Kristina Vogel wurde in der Nacht im Berliner Unfallkrankenhaus operiert, sie erlitt durch den Unfall eine schwere Wirbelsäulenverletzung. Der derzeitige Stand ist unklar, es drangen bisher keine neuen Gesundheitsinformationen an die Öffentlichkeit.
„Wir sehen die Wettkämpfe als Chance für die Beteiligten, das Geschehen zu verarbeiten.
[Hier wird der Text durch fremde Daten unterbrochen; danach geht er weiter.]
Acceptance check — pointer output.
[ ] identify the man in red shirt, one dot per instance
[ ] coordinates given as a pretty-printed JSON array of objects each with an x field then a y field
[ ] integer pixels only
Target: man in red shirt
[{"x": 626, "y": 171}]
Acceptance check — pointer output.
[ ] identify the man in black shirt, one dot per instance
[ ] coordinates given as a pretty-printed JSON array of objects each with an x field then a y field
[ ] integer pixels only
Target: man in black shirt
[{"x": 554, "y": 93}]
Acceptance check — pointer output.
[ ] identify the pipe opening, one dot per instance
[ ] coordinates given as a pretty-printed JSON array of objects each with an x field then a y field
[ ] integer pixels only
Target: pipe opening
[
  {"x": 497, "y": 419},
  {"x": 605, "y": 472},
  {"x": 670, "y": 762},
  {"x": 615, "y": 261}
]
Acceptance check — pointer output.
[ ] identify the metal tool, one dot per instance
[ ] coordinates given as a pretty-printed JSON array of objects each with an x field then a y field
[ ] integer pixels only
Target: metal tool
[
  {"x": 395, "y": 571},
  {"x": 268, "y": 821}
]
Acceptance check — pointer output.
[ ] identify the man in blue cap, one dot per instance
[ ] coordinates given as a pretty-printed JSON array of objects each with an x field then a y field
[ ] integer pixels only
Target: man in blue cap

Gleichzeitig haben wir aber auch für jeden Sportler Verständnis, der unter diesen Umständen nicht in der Lage ist, an den Start zu gehen. Die Radsportfamilie ist zutiefst erschüttert. Wir wünschen Kristina und ihrer Familie für die nächsten Tage und Wochen viel Kraft und alles Gute.“ sagt Bernd Kühner, Vorsitzender des RSC Cottbus und reiht sich damit in zahlreiche Genesungswünsche für die Bahnradsportlerin von Sportstars im In- und Ausland ein.